Outcome and follow-up

Our patient made a successful recovery from his TS and DKA. His cardiac MRI showed a normalised LVEF and systolic function post his second presentation. There were no further DKA or cardiac events. Despite receiving no further ICI treatments, our patient unfortunately had further IRAEs experiencing ICI-induced colitis and hepatitis, requiring months of high dose corticosteroids and mycophenolate.

Discussion

Our patient had a classic presentation of TS. A literature review of TS found that an emotional or physical stress is present as the trigger in 39% and 35% of patients, respectively.10 Having excluded acute coronary syndrome, myocarditis and physical and emotional stress in conjunction with the observation that two sequential episodes of TS followed the same dual ICI therapy confirms the observation that TS was secondary to ipilimumab and nivolumab treatment.

Historically TS has been considered a benign condition with a favourable prognosis.11 Recent data shows that indeed TS secondary to emotional triggers has a favourable outcome compared with CAD, however overall TS has comparable mortality outcomes to age-controlled patients with CAD. TS secondary to a physical trigger has a worse 5-year mortality than CAD, likely due to the underlying comorbid state of the patient population.12 13

There have been reports in the literature of TS secondary to ICIs and a proportionality study found that there was an increased OR of TS when compared with positive and negative controls.6–8 The precise pathophysiology of TS in the setting of ICIs is unclear and imaging studies have not consistently shown myocardial oedema.7 8 The proposed mechanism of injury in ICI-induced myocarditis is lymphocyte (CD4+ and CD8+ T cells) and macrophage infiltration of the myocardium.14 There has also been a case report of lymphocytic myocarditis mimicking TS, which may imply that some of these cases are atypical myocarditis.15 The lack of gadolidium enhancement and myocardial oedema in our patient is consistent with the previously published case reports, suggesting that ICIs can cause TS without myocarditis.

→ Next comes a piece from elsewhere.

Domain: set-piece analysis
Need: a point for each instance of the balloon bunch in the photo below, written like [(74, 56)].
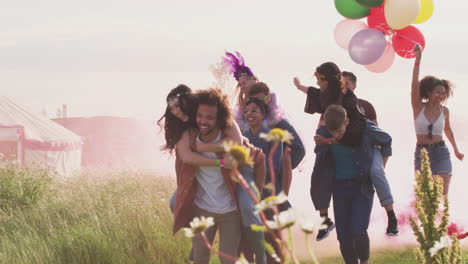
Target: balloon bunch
[(388, 30)]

Our literature review revealed no case reports of ICI-induced euglycaemic or hyperglycaemic DKA in the setting of concurrent SGLT2 inhibitor. However, considering our patient’s hyperglycaemia and his significant ketoacidotic state, it is possible that SGLT2 inhibitor therapy contributed to the metabolic disturbance in the setting of ICI, and it remains unknown whether this is an atypical manifestation of euglycaemic DKA. ICI-induced diabetes (type 1) has been reported16–18 with an estimated incidence of 1%18 and approximately 76% of new cases present with DKA.16 Our patient had established type 2 diabetes.

An antibody screen showed antibodies to glutamic acid decarboxylase (anti-GAD) antibodies of 1012 (upper limit of normal <5). Anti-GAD antibodies have been reported as the most common antibody associated with ICI-induced type 1 diabetes.16 It is not possible to determine whether the development of ketoacidosis was related to the presence of TS or a manifestation of ICI immune-mediated toxicity, or alternately unrelated to both as ketoacidosis associated with SGLT2 therapy, although not too common, is well recognised.

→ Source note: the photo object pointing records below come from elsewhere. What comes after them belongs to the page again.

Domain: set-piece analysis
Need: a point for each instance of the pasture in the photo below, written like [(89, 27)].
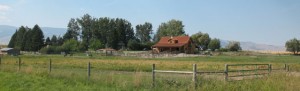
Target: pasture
[(131, 73)]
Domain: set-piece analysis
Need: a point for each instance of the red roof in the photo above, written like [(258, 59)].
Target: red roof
[(164, 41)]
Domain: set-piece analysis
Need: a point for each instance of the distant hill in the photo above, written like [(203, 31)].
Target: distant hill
[(251, 46), (7, 31)]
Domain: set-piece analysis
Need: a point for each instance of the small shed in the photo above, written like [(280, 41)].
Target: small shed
[(107, 51), (10, 51), (177, 44)]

In conclusion, ICIs are showing exceptional promise as the new frontier in treating malignancies. It is important to be vigilant for IRAEs and recognise that a patient may have multiple IRAEs affecting multiple organ systems. Over time, new case reports and data are bringing to light the many manifestations of IRAEs. Knowledge and science related to ICI therapy are improving with enhanced efficacy as well as safety. More research is required to identify best means of prevention and management of such adverse effects (IRAEs) as the use of these agents become more prevalent.

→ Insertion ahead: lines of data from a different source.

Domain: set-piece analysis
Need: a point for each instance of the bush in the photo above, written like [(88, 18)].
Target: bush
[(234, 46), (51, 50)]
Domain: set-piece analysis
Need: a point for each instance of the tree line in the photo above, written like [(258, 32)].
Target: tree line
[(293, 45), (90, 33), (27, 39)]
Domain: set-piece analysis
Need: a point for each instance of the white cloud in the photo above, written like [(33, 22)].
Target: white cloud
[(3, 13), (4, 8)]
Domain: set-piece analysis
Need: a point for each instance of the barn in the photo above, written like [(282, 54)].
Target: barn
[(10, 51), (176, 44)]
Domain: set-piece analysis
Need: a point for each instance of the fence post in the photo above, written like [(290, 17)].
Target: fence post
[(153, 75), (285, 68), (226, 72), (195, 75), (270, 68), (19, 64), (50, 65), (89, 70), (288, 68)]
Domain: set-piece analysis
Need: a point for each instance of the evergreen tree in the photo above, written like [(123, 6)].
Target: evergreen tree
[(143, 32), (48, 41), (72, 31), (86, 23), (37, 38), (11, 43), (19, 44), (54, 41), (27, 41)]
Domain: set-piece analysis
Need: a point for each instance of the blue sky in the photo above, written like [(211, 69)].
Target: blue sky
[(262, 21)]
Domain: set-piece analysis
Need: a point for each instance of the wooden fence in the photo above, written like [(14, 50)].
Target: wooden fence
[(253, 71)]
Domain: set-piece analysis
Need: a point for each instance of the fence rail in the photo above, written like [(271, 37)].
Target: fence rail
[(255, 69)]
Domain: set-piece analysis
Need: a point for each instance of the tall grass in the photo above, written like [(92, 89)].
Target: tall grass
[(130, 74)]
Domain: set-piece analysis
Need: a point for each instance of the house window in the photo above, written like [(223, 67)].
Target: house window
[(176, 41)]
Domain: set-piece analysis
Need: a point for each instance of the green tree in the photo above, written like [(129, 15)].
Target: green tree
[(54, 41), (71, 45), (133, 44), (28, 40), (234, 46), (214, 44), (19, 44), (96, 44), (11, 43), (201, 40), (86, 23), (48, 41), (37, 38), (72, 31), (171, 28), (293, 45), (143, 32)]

Immune checkpoint inhibitor (ICI)-induced takotsubo syndrome (TS) is an increasingly recognised clinical phenomenon.

Patients may have more than one immune-related adverse event (IRAE) when being treated with ICIs and they may affect multiple organ systems. They may occur after treatment with these agents has been ceased.

ICI-induced myocarditis is still the most common cardiac IRAE, and it can mimic TS echographically.